I am a physician scientist, and am used to making clinical, scientific and public-health decisions based on data. Part of my job is advising on the composition of each year’s influenza vaccine. In this coronavirus pandemic, like everyone else, I have had to adjust to uncertainties. Many uncertainties lie ahead about the roll-out of COVID-19 vaccines.
Vaccines will be licensed only after they have been shown to be safe and effective in a general population. This leaves many unknowns: whether one vaccine is more effective than another, how vaccines will work in people who are at the greatest risk of severe illness (people who are often excluded or under-represented in trials), whether vaccines will prevent transmission or severe disease, how long immunity will last — and which groups might resist or reject immunization because of ideology, mistrust or misinformation.
Despite the uncertainties, public-health officials will need to decide which vaccines to deliver, to whom, when and how often. Individuals will have to decide whether to be vaccinated. And they should understand that an effective vaccine might not stop every immunized person from getting sick or infecting others. The best thing that authorities can do is to be very clear about what is known and not known, to engage the public in discussions, take their input seriously, and build trust through transparency.
Some requirements for success are known. People must be willing to get vaccinated: achieving herd immunity will require rates of vaccine uptake of more than 60%, probably more than 70%. Societal realities must be incorporated into these plans. The shocking inequities exposed by the pandemic, and past injustices, mean that many members of minority ethnic and racial communities will not fully trust their governments. Messages should be tailored to their concerns using social media and other targeted platforms. Also, spreading the news about vaccines must not take away from emphasizing crucial preventive measures: masks, hand washing and physical distancing. Each of these strategies depends on maintaining public trust as knowledge evolves.

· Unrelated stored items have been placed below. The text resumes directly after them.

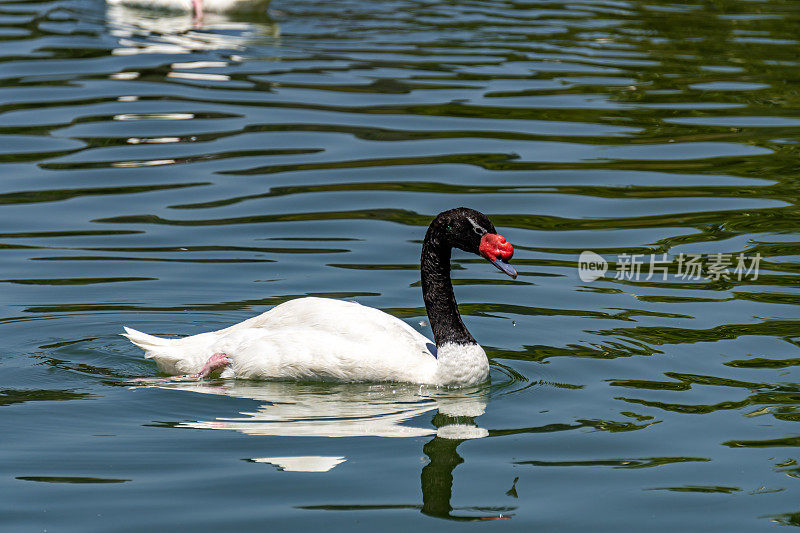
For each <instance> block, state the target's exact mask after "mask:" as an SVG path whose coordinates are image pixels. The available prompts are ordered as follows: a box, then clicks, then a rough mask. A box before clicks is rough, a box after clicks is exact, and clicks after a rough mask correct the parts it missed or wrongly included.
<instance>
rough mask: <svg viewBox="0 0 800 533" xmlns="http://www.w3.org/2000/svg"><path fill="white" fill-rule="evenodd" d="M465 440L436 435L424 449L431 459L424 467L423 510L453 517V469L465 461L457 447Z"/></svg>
mask: <svg viewBox="0 0 800 533" xmlns="http://www.w3.org/2000/svg"><path fill="white" fill-rule="evenodd" d="M462 442H464V441H461V440H450V439H442V438H440V437H434V438H433V440H431V441H430V442H429V443H428V444H426V445H425V447H424V448H423V451H424V452H425V455H427V456H428V458H429V459H430V460H431V462H430V463H428V464H427V465H425V467H424V468H423V469H422V474H421V476H420V479H421V481H422V512H423V513H425V514H426V515H430V516H435V517H438V518H452V517H451V516H450V513H451V512H452V511H453V507H452V506H451V505H450V498H451V497H452V493H453V470H454V469H455V467H457V466H458V465H460V464H461V463H463V462H464V459H463V458H462V457H461V456H460V455H458V452H457V451H456V448H457V447H458V445H459V444H461V443H462Z"/></svg>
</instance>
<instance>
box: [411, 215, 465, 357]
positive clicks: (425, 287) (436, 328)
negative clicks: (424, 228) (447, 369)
mask: <svg viewBox="0 0 800 533" xmlns="http://www.w3.org/2000/svg"><path fill="white" fill-rule="evenodd" d="M446 231H447V230H446V229H445V228H442V227H440V225H439V224H438V223H437V221H436V220H434V222H433V223H432V224H431V225H430V227H429V228H428V232H427V233H426V234H425V241H424V242H423V243H422V257H421V260H420V274H421V276H422V299H423V300H425V309H426V310H427V312H428V320H429V321H430V324H431V329H432V330H433V340H434V341H435V342H436V346H441V345H442V344H444V343H448V342H453V343H456V344H476V342H475V339H474V338H473V337H472V335H470V334H469V331H467V326H465V325H464V322H462V320H461V315H460V314H459V313H458V305H457V304H456V296H455V294H454V293H453V282H452V281H451V279H450V250H451V248H452V246H451V245H450V243H449V241H448V239H447V235H446Z"/></svg>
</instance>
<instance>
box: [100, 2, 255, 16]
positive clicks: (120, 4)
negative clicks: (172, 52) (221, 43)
mask: <svg viewBox="0 0 800 533" xmlns="http://www.w3.org/2000/svg"><path fill="white" fill-rule="evenodd" d="M106 2H108V3H109V4H115V5H125V6H136V7H142V8H146V9H165V10H169V11H187V12H192V10H193V9H194V6H193V4H192V0H106ZM202 4H203V10H204V11H211V12H214V13H224V12H226V11H242V10H252V9H257V8H259V7H260V6H264V9H266V6H267V4H269V0H202Z"/></svg>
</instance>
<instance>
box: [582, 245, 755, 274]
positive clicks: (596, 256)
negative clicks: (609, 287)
mask: <svg viewBox="0 0 800 533" xmlns="http://www.w3.org/2000/svg"><path fill="white" fill-rule="evenodd" d="M760 263H761V254H760V253H756V254H755V255H751V256H747V255H745V254H744V253H740V254H724V253H716V254H705V255H704V254H683V253H682V254H678V255H677V256H675V257H673V258H669V257H668V256H667V254H620V255H618V256H617V261H616V275H615V276H614V279H619V280H633V281H639V280H644V281H649V280H652V279H656V280H661V281H666V280H667V278H668V277H669V274H670V271H673V276H674V277H675V278H676V279H681V280H688V281H700V280H702V279H708V280H711V281H719V280H737V281H742V280H743V279H745V278H746V279H748V280H750V281H755V280H757V279H758V267H759V265H760ZM670 267H672V268H670ZM607 271H608V262H607V261H606V260H605V259H604V258H603V257H601V256H600V255H598V254H596V253H595V252H592V251H588V250H587V251H585V252H582V253H581V255H580V257H579V258H578V276H579V277H580V278H581V280H582V281H586V282H589V281H594V280H596V279H599V278H601V277H603V276H604V275H605V273H606V272H607Z"/></svg>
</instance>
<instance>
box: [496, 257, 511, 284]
mask: <svg viewBox="0 0 800 533" xmlns="http://www.w3.org/2000/svg"><path fill="white" fill-rule="evenodd" d="M491 262H492V264H493V265H494V266H496V267H497V268H499V269H500V270H502V271H503V273H504V274H508V275H509V276H511V277H512V278H514V279H517V271H516V270H514V267H512V266H511V265H509V264H508V263H506V262H505V261H503V260H502V259H500V258H499V257H498V258H497V259H494V260H491Z"/></svg>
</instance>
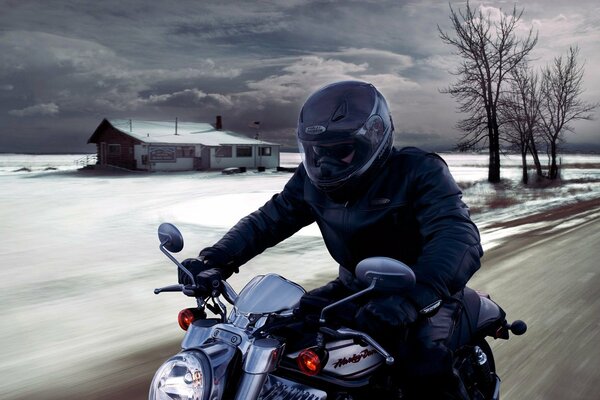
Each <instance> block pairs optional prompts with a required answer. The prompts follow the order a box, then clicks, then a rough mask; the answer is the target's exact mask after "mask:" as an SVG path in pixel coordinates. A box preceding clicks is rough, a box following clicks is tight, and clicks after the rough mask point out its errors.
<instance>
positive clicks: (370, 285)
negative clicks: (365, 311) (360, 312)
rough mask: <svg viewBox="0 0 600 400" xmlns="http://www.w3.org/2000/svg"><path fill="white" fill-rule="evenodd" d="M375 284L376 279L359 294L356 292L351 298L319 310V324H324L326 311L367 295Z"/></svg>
mask: <svg viewBox="0 0 600 400" xmlns="http://www.w3.org/2000/svg"><path fill="white" fill-rule="evenodd" d="M375 283H376V279H373V280H372V281H371V284H370V285H369V287H367V288H366V289H363V290H361V291H360V292H356V293H354V294H353V295H351V296H348V297H345V298H343V299H341V300H338V301H336V302H335V303H332V304H330V305H328V306H327V307H324V308H323V310H321V316H320V317H319V323H321V324H324V323H325V313H326V312H327V311H329V310H330V309H332V308H334V307H337V306H339V305H340V304H344V303H346V302H349V301H352V300H354V299H356V298H357V297H360V296H362V295H364V294H366V293H369V292H370V291H371V290H373V289H374V288H375Z"/></svg>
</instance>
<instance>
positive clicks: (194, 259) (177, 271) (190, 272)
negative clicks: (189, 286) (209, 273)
mask: <svg viewBox="0 0 600 400" xmlns="http://www.w3.org/2000/svg"><path fill="white" fill-rule="evenodd" d="M181 265H183V267H184V268H185V269H187V270H188V271H190V273H191V274H192V276H193V277H196V275H198V274H199V273H200V272H202V271H206V270H207V269H209V268H210V267H209V266H208V265H206V263H205V262H204V260H203V259H201V258H186V259H185V260H183V261H182V262H181ZM177 281H178V282H179V283H181V284H183V285H191V284H193V283H194V282H192V281H191V280H190V277H189V275H188V274H186V273H185V272H183V271H182V270H181V268H180V269H178V270H177Z"/></svg>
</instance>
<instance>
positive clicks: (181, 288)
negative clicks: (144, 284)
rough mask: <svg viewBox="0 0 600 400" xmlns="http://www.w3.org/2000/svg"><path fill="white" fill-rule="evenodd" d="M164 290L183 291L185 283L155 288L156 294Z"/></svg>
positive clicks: (159, 292)
mask: <svg viewBox="0 0 600 400" xmlns="http://www.w3.org/2000/svg"><path fill="white" fill-rule="evenodd" d="M163 292H183V285H170V286H165V287H162V288H156V289H154V294H160V293H163Z"/></svg>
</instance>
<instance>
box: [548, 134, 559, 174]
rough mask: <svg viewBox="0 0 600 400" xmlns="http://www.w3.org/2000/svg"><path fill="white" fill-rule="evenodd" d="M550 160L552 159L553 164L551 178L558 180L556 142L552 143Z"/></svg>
mask: <svg viewBox="0 0 600 400" xmlns="http://www.w3.org/2000/svg"><path fill="white" fill-rule="evenodd" d="M550 158H551V162H550V173H549V178H550V179H556V178H558V165H556V143H555V142H550Z"/></svg>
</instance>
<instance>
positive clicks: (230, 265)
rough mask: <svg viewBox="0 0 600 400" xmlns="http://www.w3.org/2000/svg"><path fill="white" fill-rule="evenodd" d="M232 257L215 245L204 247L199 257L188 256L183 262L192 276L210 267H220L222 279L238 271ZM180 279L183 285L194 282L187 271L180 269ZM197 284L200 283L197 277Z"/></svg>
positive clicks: (178, 275) (179, 273) (199, 272)
mask: <svg viewBox="0 0 600 400" xmlns="http://www.w3.org/2000/svg"><path fill="white" fill-rule="evenodd" d="M230 264H231V259H230V258H229V257H228V256H227V253H225V252H223V251H221V250H218V249H216V248H214V247H206V248H205V249H203V250H202V251H201V252H200V254H199V255H198V257H196V258H187V259H185V260H183V261H182V262H181V265H183V266H184V267H185V268H186V269H187V270H188V271H190V273H191V274H192V276H194V277H195V278H197V277H198V276H199V274H201V273H202V272H204V271H207V270H210V269H218V270H219V272H220V273H221V279H227V278H229V277H230V276H231V275H233V273H234V272H238V269H237V268H233V267H232V266H231V265H230ZM177 277H178V281H179V283H181V284H183V285H191V284H193V283H194V282H191V281H190V277H189V276H188V274H186V273H185V272H183V271H181V269H180V270H179V271H178V276H177ZM195 283H196V284H198V285H199V284H200V282H199V281H198V279H196V282H195Z"/></svg>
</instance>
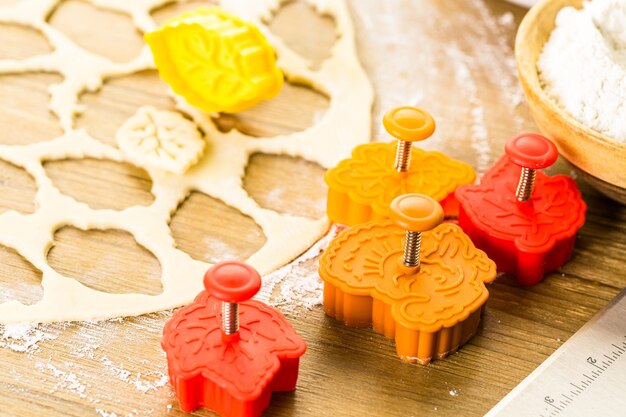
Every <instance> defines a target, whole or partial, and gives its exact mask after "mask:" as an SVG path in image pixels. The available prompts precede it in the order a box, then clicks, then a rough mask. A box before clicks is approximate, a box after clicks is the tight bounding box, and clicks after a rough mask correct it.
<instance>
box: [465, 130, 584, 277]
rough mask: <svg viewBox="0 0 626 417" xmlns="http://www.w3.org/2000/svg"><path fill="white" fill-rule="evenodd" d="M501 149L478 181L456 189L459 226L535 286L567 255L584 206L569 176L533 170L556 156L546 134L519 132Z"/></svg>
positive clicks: (557, 264) (465, 232)
mask: <svg viewBox="0 0 626 417" xmlns="http://www.w3.org/2000/svg"><path fill="white" fill-rule="evenodd" d="M505 152H506V155H505V156H503V157H502V158H500V160H499V161H498V162H497V163H496V164H495V165H494V166H493V167H492V168H490V169H489V170H488V171H487V172H485V175H484V176H483V178H482V180H481V182H480V184H479V185H466V186H462V187H459V188H458V189H457V191H456V197H457V199H458V201H459V203H460V210H459V225H460V226H461V227H462V228H463V230H464V231H465V233H467V234H468V235H469V236H470V237H471V238H472V241H473V242H474V244H475V245H476V247H478V248H480V249H482V250H484V251H485V252H486V253H487V254H488V255H489V257H490V258H491V259H493V260H494V261H495V262H496V265H498V270H499V271H501V272H507V273H510V274H513V275H515V276H516V277H517V279H518V281H519V282H520V283H521V284H523V285H535V284H538V283H539V282H541V280H542V279H543V277H544V275H545V274H546V273H548V272H550V271H553V270H555V269H557V268H559V267H561V266H562V265H563V264H564V263H565V262H566V261H567V260H568V259H569V258H570V257H571V254H572V250H573V248H574V241H575V239H576V233H577V232H578V230H579V229H580V228H581V227H582V225H583V224H584V223H585V212H586V210H587V205H586V204H585V202H584V201H583V199H582V196H581V194H580V191H579V190H578V187H577V185H576V182H575V181H574V180H573V179H572V178H570V177H568V176H566V175H554V176H548V175H546V174H544V173H542V172H540V171H537V170H538V169H542V168H545V167H548V166H550V165H552V164H553V163H554V162H555V161H556V159H557V157H558V153H557V150H556V147H555V146H554V145H553V144H552V142H550V141H549V140H548V139H547V138H545V137H543V136H541V135H537V134H532V133H525V134H521V135H519V136H516V137H514V138H512V139H511V140H509V141H508V142H507V144H506V146H505ZM520 167H521V168H520Z"/></svg>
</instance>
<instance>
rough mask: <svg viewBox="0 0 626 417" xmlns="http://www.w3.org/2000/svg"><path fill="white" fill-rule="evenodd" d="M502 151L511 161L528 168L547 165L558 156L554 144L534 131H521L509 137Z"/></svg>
mask: <svg viewBox="0 0 626 417" xmlns="http://www.w3.org/2000/svg"><path fill="white" fill-rule="evenodd" d="M504 151H505V152H506V154H507V156H508V157H509V159H510V160H511V161H512V162H513V163H515V164H516V165H519V166H521V167H524V168H529V169H542V168H546V167H549V166H550V165H552V164H553V163H554V162H555V161H556V159H557V158H558V156H559V153H558V151H557V150H556V146H554V144H553V143H552V142H550V140H549V139H548V138H546V137H545V136H541V135H538V134H536V133H522V134H521V135H518V136H515V137H514V138H511V139H509V141H508V142H507V143H506V145H504Z"/></svg>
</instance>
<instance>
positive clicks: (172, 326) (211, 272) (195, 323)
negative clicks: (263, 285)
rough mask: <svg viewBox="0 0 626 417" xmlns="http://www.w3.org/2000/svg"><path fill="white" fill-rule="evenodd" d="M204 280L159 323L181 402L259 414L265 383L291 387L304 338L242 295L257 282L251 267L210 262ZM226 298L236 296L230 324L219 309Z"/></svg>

Most vaccines — measles, diphtheria, tetanus, polio, pertussis, to name a few — are administered mainly to children, often just once, or with a booster or two. Even annual influenza vaccines are administered to a subset of people. By contrast, COVID-19 vaccines will have to be given as quickly as possible to the vast majority of the world’s people. Unprecedented levels of effort and innovation have brought several vaccine candidates into clinical trials already, including those based on nucleic acids, virus vectors, inactivated virus and protein subunits. With luck, some will soon prove safe and effective. Having an array of vaccines will be crucial to ensuring that enough is available to vaccinate more than 7 billion people.
Most countries have an influenza-pandemic preparedness plan that can serve as a guide for mass vaccination. Health officials should review experience from the 2009 influenza pandemic, and consider every detail of a vaccine roll-out, even before they know which vaccines they will administer. Variations in the number of doses, schedules, storage conditions and supply chains for different vaccines will complicate logistics for public-health authorities.
There will be a lot of tough calls. Each vaccine will be licensed on the basis of comparison with a placebo, not other vaccines. At the start, we will not have the data to compare how well they prevent disease or induce immunity. Health-care workers and first responders are widely considered the highest-priority category because they are at the greatest risk of infection and are essential for keeping society running. The next category are those whose age and underlying health conditions put them at greatest risk of severe illness and death. But early vaccine trials are not likely to show how well the products work in these populations. We know that vaccines often work better in young healthy adults, which is why vaccines for diseases such as influenza and shingles are enhanced for the elderly, with a higher dose or an adjuvant to boost immunity. It is also unclear how well clinical trials will assess effectiveness in those in minority ethnic and racial communities. Most importantly, the trials will not assess whether vaccines will reduce transmission of the virus, so it will be hard to say whether vaccinated young, healthy people can return to work safely without continued precautions.
The public must be engaged in discussions about the risks and benefits of COVID-19 vaccines, including who gets first access to the vaccines and why. Several expert groups have conferred and written on these issues, but the public must have a chance to assess their rationale and weigh in. One way to do so is through ‘citizen juries’, representative groups of people brought together to consider issues and provide input. Australia did exactly this for pandemic planning based on severe acute respiratory syndrome (SARS) and H5N1 influenza (A. J. Braunack-Mayer et al. BMC Publ. Health 10, 501; 2010).
It is important not to feel overwhelmed because there is good news. Several candidate vaccines have been brought to trials in record time, and data are promising. We will continue to learn how well the vaccines work and how best to use them. As new information is incorporated into our decision making, we will need to make it a priority to be clear and transparent about what we do and don’t know.